Subject: Re: port-xen/29887: sysctl kern.consdev coredumps
To: Nathan J. Williams <>
From: Jesper Louis Andersen <>
List: tech-userlevel
Date: 06/19/2005 23:34:19
Nathan J. Williams wrote:

> A library call is defined to have a particular effect.
> Any code the compiler generates with this effect is valid.
> Your intuition that this must involve a "function call" in the
> conventional sense has no backing in the standard.

Any optimization that specializes a function in some way will not be 
possible if the action must involve a function call. Inlining is the 
most well-known, but here are some others:

polyvariance: inline a function at _some_ call-sites based on if the 
inlining yields a gain in performance and the code does not explode (the 
basic example is a function with a big switch {} block where the case is 
known at the call-site. Conventional inlining would not inline the 
switch {} because it is too big, but at a certain call-site everything 
but the correct case-block can be eliminated).

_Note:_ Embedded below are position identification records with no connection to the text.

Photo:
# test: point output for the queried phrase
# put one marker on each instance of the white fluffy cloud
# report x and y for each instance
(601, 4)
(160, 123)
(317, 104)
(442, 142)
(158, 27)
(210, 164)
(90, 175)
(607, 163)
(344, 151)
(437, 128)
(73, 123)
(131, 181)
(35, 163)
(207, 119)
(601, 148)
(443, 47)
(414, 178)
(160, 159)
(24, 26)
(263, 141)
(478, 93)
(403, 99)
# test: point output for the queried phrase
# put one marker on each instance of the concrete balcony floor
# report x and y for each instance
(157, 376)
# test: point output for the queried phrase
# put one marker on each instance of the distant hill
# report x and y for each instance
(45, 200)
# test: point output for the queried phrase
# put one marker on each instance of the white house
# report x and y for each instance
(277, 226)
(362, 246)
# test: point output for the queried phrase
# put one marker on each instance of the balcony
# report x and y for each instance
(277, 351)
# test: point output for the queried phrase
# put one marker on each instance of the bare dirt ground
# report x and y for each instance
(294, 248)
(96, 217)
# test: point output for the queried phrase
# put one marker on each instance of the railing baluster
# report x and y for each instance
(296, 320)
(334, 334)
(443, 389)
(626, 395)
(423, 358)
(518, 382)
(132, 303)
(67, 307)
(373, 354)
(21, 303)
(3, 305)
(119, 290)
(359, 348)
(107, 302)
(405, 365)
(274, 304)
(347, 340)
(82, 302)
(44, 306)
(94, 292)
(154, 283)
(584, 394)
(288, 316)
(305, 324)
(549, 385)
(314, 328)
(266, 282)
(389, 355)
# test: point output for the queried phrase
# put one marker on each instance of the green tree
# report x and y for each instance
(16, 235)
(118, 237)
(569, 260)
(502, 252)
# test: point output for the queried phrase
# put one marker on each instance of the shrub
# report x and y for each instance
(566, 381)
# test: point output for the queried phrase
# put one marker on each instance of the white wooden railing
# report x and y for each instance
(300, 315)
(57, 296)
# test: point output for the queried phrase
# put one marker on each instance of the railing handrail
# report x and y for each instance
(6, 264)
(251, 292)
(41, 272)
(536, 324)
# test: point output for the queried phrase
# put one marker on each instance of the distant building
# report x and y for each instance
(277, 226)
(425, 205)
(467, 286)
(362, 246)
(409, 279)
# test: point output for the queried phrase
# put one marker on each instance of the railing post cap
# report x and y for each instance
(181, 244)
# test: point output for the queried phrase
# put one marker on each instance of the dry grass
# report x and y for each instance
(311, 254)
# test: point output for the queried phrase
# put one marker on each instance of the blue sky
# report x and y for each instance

generation of new functions based on substitution of constant parameters 
in the body: of dubious quality today because of caches and thrashing of 
them, but nevertheless possible.

In general you cannot expect the compiler to put function calls in the 
same place as you did. If the compiler finds a better place to split 
your program, why not let it?

I see this particular printf()/puts() rewrite as a special case of 
partial evaluation/specialization. The compiler would, with enough 
data-flow analysis and polyvariance, be able to optimize the _printf()_ 
function into the equivalent of puts(). It would require a theoretical 
compiler with binding-time analysis and possible long compile times too, 
but it is certainly possible, albeit complex beyond recognition. GCC 
instead adopted for detecting this special case and substituting. I 
cannot find any justification for not allowing it to.